Melalui pernyataan yang beredar, pihak MAN Model 1 Manado menyebut tim terlambat sekitar 10 menit karena menjalankan ibadah salat Jumat.

Mereka mempertanyakan apakah aturan pertandingan tidak dapat memberikan toleransi bagi peserta yang harus menjalankan kewajiban ibadah.

Pihak sekolah juga menjelaskan bahwa para pemain tidak bisa keluar dari lingkungan sekolah sembarangan, terlebih pada hari Jumat.

Menurut mereka, kondisi tersebut turut menjadi pertimbangan ketika tim harus menuju lokasi pertandingan. MAN Model 1 Manado juga menyoroti jadwal pertandingan pada hari pertama yang disebut mengalami penundaan cukup lama.

Pertandingan yang semula dijadwalkan pukul 14.00 disebut baru dimainkan sekitar pukul 16.00, sementara laga berikutnya yang dijadwalkan sekitar pukul 19.10 berlangsung hingga sekitar pukul 22.00.

Selain persoalan keterlambatan, mereka mempertanyakan penerapan aturan mengenai jumlah pemain dan suporter.

Tim mengklaim telah hadir dengan 12 pemain, meski menghadapi persoalan jumlah suporter yang tidak memenuhi ketentuan. Pihak MAN Model 1 Manado juga mempertanyakan adanya perbedaan informasi terkait keputusan pertandingan.

Mereka menyebut mendapat penjelasan berbeda antara panitia, pihak pusat, regional, hingga perangkat pertandingan mengenai siapa yang mengambil keputusan.

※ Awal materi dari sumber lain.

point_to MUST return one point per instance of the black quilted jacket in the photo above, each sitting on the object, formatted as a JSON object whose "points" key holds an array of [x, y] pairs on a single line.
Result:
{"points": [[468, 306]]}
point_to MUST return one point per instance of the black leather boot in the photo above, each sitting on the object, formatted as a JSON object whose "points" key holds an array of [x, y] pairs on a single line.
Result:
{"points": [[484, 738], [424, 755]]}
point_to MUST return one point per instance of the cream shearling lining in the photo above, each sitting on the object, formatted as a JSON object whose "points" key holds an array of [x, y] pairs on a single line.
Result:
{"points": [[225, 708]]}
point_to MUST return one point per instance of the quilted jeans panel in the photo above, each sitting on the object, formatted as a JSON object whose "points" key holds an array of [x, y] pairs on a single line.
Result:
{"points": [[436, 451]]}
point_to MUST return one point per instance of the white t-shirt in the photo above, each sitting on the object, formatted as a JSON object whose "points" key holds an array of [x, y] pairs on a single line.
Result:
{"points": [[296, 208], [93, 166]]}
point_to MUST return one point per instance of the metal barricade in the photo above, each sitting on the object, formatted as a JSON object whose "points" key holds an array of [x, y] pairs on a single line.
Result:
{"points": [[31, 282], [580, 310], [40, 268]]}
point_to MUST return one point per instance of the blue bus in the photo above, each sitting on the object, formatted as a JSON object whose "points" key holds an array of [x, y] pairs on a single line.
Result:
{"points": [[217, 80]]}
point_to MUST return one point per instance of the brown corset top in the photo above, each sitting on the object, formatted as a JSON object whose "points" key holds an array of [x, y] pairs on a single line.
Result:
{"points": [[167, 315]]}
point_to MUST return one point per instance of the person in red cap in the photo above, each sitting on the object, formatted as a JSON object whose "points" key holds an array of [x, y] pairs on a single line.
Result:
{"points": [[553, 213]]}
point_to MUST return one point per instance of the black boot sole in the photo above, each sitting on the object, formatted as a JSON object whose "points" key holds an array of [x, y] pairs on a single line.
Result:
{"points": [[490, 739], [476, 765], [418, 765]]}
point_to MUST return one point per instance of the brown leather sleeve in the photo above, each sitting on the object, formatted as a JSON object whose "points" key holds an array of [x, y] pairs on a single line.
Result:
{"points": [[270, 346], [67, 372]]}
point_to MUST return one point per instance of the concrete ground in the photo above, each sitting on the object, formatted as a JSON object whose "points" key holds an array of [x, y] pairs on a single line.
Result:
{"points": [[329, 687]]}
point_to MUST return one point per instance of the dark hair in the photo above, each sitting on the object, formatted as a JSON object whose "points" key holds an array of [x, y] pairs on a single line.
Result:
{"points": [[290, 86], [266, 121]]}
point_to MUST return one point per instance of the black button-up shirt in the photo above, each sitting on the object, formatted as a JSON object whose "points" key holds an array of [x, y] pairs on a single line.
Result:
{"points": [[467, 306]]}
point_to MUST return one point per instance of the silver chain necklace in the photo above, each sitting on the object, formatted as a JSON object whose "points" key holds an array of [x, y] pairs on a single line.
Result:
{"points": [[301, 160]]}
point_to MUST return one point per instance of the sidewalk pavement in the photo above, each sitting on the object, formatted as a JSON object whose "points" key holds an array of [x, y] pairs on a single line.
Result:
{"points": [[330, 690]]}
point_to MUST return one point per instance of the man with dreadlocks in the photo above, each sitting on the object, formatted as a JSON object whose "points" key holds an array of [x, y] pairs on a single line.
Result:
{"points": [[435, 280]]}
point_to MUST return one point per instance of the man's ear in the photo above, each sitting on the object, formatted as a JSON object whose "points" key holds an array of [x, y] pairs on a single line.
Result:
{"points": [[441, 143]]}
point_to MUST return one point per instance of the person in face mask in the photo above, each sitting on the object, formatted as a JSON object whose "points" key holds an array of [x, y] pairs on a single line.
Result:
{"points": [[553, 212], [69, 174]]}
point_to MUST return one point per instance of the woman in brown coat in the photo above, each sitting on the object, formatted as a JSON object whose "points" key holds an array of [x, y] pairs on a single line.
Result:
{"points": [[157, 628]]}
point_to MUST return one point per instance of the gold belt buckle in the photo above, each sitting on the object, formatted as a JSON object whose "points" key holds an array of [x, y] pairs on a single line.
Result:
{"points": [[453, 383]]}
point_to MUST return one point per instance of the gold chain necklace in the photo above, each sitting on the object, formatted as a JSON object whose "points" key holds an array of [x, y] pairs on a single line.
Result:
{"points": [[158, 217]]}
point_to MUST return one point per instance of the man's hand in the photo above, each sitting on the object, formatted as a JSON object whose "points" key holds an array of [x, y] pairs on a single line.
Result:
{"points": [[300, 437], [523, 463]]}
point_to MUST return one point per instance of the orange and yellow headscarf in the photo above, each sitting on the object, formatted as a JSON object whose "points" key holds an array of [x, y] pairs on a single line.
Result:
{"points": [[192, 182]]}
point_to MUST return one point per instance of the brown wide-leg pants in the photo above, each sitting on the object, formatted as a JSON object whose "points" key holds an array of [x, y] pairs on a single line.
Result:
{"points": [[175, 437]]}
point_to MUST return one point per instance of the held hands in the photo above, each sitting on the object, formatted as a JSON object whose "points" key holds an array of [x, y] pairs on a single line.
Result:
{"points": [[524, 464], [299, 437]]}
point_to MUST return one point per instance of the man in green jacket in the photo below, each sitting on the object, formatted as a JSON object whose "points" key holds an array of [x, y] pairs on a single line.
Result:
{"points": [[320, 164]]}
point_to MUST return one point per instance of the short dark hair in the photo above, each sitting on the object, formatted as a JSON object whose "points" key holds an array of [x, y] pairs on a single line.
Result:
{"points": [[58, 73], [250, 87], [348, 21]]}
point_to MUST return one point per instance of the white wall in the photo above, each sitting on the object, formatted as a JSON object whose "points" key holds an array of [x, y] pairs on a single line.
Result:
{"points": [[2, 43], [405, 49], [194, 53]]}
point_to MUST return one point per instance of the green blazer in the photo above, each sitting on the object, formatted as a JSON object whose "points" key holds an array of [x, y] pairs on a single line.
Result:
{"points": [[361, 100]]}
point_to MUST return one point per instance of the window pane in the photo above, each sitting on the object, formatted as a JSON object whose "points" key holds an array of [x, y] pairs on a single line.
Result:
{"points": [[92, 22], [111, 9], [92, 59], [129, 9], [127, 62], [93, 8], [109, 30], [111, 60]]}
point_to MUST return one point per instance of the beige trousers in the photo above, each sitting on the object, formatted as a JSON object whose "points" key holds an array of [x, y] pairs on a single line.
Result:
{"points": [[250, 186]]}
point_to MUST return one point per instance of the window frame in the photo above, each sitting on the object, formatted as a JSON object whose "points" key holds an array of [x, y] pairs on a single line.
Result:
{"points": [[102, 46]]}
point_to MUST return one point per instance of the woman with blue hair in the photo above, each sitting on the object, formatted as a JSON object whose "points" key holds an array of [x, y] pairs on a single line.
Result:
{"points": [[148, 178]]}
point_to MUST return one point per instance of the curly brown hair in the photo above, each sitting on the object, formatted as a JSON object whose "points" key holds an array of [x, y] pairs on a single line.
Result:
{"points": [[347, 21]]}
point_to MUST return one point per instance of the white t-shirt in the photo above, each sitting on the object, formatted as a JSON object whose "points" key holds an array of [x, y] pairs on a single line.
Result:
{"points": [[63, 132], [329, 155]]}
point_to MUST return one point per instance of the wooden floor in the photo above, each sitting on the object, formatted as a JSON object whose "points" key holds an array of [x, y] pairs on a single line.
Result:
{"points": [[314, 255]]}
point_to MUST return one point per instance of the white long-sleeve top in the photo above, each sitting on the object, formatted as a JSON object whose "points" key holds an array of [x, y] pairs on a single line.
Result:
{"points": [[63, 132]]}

Atas kejadian tersebut, MAN Model 1 Manado meminta penjelasan yang jelas dan transparan terkait dasar keputusan yang diambil.

Mereka menegaskan bahwa keterlambatan terjadi karena alasan ibadah dan bukan karena sengaja mengabaikan aturan pertandingan.

“Tidak ada yang mengalahkan MAN Model di Futsal Series 2026,” menjadi penutup pernyataan penuh semangat dari keluarga besar tim MAN Model 1 Manado.